No es casual que tanto el escritor italiano como el bohemio dedicaran cientos de páginas a preguntarse por el pasado y el futuro de su oficio en la era posindustrial, un tiempo que, doblada la esquina del milenio, ha quemado los puentes con la tradición, confiado su memoria a Google y sustituido el principio de autoridad por el número de seguidores en las redes sociales hasta hacer de la cantidad un criterio estético.

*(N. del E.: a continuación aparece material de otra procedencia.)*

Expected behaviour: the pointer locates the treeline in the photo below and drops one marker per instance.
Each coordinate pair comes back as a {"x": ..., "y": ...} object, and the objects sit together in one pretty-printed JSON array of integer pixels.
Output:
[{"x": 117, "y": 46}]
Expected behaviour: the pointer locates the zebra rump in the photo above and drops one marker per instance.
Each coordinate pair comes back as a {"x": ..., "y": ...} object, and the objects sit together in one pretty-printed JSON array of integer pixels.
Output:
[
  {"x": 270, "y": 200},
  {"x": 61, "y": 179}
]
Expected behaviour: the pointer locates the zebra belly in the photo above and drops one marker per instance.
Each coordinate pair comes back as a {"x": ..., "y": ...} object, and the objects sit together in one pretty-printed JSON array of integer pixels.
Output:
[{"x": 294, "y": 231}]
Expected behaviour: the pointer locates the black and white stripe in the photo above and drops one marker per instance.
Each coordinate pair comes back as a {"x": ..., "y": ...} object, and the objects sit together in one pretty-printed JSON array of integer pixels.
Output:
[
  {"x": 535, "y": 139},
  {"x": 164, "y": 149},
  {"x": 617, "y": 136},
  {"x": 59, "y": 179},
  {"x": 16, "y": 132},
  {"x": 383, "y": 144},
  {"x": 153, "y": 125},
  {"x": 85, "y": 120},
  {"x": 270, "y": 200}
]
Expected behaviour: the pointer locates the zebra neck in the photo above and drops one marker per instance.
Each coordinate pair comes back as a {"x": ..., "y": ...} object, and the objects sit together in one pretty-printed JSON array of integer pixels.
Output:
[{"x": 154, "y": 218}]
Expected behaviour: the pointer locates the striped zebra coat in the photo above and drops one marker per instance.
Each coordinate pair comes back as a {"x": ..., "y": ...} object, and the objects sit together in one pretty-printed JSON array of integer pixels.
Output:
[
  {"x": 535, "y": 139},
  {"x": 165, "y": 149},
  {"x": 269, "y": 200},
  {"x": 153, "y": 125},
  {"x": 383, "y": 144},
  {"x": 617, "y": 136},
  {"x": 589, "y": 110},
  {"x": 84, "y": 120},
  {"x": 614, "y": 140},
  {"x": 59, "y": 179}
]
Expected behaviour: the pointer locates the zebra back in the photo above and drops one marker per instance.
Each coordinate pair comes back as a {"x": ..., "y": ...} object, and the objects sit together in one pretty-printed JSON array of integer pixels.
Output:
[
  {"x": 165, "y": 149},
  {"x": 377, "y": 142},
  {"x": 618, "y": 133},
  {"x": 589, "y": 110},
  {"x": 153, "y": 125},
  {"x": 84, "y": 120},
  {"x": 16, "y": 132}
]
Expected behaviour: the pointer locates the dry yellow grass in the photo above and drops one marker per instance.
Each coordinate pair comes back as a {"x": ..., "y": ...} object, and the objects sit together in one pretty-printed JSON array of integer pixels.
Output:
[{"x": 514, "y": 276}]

Durante siglos se mantuvo la esperanza de que todos seríamos cultos al alcanzar más bienestar

La caída del muro de Berlín en 1989 sorprendió a los filósofos discutiendo las ideas lanzadas 10 años antes por el francés Jean-François Lyotard. Lo que había empezado siendo un “informe sobre el saber” para el Consejo de Universidades de Québec terminó convertido en uno de los libros más influyentes de las últimas décadas: La condición posmoderna. Si resulta enternecedor el modo en que Italo Calvino —calificado a veces de narrador posmoderno— habla del triunfo del software sobre el hardware, sobrecoge la clarividencia de Lyotard: mientras las notas a pie de página se detienen en el auge de la videoconferencia o la posibilidad de que en todas las escuelas hubiera un ordenador (estamos en 1979), el cuerpo del ensayo vaticina que los expertos serán sustituidos por una amalgama de “inventores”, empresarios y líderes religiosos. La “clase política tradicional”, apuntaba el pensador francés, empezaba a ser parte de un pasado que cada vez mandaba (e interesaba) menos. La revolución conservadora de Margaret Thatcher estaba recién instalada en Downing Street y la de Ronald Reagan a punto de hacerlo en la Casa Blanca cuando Lyotard publicó su enmienda contra los conceptos de legitimidad y autoridad, basadas desde antiguo en los “grandes relatos” del conocimiento, la libertad y el progreso.

Ni que decir tiene que la cultura “tradicional” no ha escapado a esa lógica deslegitimadora. Incluso alguien tan liberal como Mario Vargas Llosa decretó hace tres años en su apocalíptico ensayo La civilización del espectáculo que habíamos tocado fondo. Si, en 1948, T. S. Eliot —otro ocupante de la Cátedra Norton— temía que llegara un momento del que se diría que “carece de cultura”, Vargas Llosa —que añora los tiempos de Eliot— decretaba que ese momento es el nuestro. Los mejores defensores de las virtudes del mercado son, curiosamente, los primeros en lamentar la mercantilización de la cultura. Tal vez porque las mercancías (materiales o intelectuales) no siempre se comportan igual pero el consumidor sí.

Las dos décadas transcurridas entre la caída del muro de Berlín y la de Lehman Brothers fueron las del triunfo de la levedad. Cultura siempre fue crisis (para Delacroix todo era decadencia desde 1500), pero siempre quedó un margen asociado a las condiciones materiales de la sociedad. Durante siglos se mantuvo la esperanza de que todos seríamos cultos y benéficos al alcanzar un mayor bienestar: igual que las condiciones de vida de la minoría habían ido llegando a la mayoría, sus condiciones “espirituales” seguirían el mismo camino hasta que la alta cultura fuera, sencillamente, la cultura. No ha sido así. Por un lado, la democracia por su naturaleza (y por suerte) juega siempre contra la jerarquía. Por otro, la lógica del mercado aplicada a la educación puede producir rentabilidad pero no necesariamente criterio. Cuando al cliente se le da la razón, la quiere para siempre. Y toda: la pura, la práctica y la del juicio. Al contrario que los grandes almacenes, Kant no acostumbra a devolver el dinero.